For decades, we’ve treated food systems, energy systems, and economic development as separate conversations.
They aren’t.
They are tightly linked parts of the same system — and when one fails, the others feel it immediately. Rising food prices, stressed power grids, supply chain disruptions, and climate volatility are not isolated problems. They’re signals that the way we’ve designed community infrastructure is no longer aligned with the reality we’re living in.

Across the country, cities are asking the same quiet question: How do we build communities that can support themselves — economically, environmentally, and socially— without waiting for the next crisis to expose the gaps?
That question is what led to the creation of The Plug.
Independence doesn’t mean Isolation
When people hear “food and energy independence,” they sometimes imagine cutting ties with existing systems. That’s not the goal.
True independence is about optional dependence — the ability for a community to function, adapt, and sustain itself even when centralized systems are strained or inefficient. It’s not about going off-grid; it’s about not being fragile.
Right now, many neighborhoods depend on long food supply chains, aging energy infrastructure, and economic models that extract value rather than circulate it locally. That structure works — until it doesn’t.
The Plug is being built as a prototype to test a different approach: a small, integrated piece of community infrastructure in the form of a sustainable, autonomous grocery store that brings food, energy and technology into alignment at a neighborhood scale.
Why start with a prototype?
Large systems don’t change all at once. They change when smaller models prove what’s possible.
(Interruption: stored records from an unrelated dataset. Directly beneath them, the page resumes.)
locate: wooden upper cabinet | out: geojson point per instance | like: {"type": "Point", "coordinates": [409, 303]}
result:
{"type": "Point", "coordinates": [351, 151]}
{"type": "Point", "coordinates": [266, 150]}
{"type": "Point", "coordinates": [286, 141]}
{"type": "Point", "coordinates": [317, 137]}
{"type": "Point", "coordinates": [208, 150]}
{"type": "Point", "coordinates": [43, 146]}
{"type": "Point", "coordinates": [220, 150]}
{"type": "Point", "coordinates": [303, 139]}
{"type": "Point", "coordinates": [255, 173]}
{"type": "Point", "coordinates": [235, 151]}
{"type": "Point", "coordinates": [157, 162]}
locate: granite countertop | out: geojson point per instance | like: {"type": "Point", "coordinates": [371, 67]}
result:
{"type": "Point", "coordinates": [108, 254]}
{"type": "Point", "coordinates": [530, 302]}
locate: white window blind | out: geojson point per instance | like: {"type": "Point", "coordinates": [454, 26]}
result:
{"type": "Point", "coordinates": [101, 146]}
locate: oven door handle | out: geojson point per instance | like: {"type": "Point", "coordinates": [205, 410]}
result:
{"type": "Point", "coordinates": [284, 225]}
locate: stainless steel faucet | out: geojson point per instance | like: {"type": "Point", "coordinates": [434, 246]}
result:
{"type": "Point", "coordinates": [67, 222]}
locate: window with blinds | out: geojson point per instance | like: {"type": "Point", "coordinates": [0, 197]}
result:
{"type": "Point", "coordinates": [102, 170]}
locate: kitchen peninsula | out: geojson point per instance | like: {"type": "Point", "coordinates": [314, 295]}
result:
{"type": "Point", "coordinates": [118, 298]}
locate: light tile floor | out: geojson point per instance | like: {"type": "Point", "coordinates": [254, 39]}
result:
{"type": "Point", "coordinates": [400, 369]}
The Plug isn’t meant to be a one-off project or a flashy concept. It’s a working demonstration of how communities can:
- Produce food closer to where it’s consumed
- Generate and store clean energy locally
- Reduce strain on overextended grids
- Support local jobs and local spending
- Stay functional during disruptions — not just outages, but everyday stressors
This first build matters because it establishes proof of coherence — that food, energy, and economic resilience don’t have to compete with one another. When designed together, they reinforce each other.
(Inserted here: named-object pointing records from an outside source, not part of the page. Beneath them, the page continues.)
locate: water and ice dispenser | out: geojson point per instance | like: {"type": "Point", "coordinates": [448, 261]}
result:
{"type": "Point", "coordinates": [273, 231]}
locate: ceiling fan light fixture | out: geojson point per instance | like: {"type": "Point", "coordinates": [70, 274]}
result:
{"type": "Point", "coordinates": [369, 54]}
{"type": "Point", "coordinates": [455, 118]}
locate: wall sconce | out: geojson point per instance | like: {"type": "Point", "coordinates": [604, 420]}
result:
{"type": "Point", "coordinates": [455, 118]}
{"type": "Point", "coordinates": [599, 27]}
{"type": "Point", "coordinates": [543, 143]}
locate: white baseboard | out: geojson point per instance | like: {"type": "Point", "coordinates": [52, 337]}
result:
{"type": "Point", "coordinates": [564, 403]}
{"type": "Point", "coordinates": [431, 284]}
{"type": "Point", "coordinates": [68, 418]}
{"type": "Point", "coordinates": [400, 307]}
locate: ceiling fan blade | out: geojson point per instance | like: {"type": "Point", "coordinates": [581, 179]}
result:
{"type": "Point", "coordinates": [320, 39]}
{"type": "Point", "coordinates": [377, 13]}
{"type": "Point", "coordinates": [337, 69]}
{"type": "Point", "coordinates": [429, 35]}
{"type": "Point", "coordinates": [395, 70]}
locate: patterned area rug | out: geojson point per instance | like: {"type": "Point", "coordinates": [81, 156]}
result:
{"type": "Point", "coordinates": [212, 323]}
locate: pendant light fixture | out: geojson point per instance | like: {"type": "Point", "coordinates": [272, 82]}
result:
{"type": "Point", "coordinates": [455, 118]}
Infrastructure that serves people first
Too often, infrastructure is invisible until it breaks. We notice it when the lights go out, when shelves are empty, or when costs spike without explanation.
A community-centered infrastructure model flips that relationship. It’s designed to be present, useful, and responsive every day — not just in emergencies.
That means infrastructure that:
- Supports daily life while quietly preparing for volatility
- Keeps essential services accessible
- Circulates resources locally instead of exporting value elsewhere
- Reduces environmental impact without increasing costs for residents
When communities can meet more of their basic needs locally, they gain flexibility. When they gain flexibility, they gain stability. And stability is what allows neighborhoods to plan, invest and grow with intention rather than reaction.
A new category of community Infrastructure
The Plug represents an early step toward what could become a new category of infrastructure — one designed for the realities of the 21st century rather than the assumptions of the 20th.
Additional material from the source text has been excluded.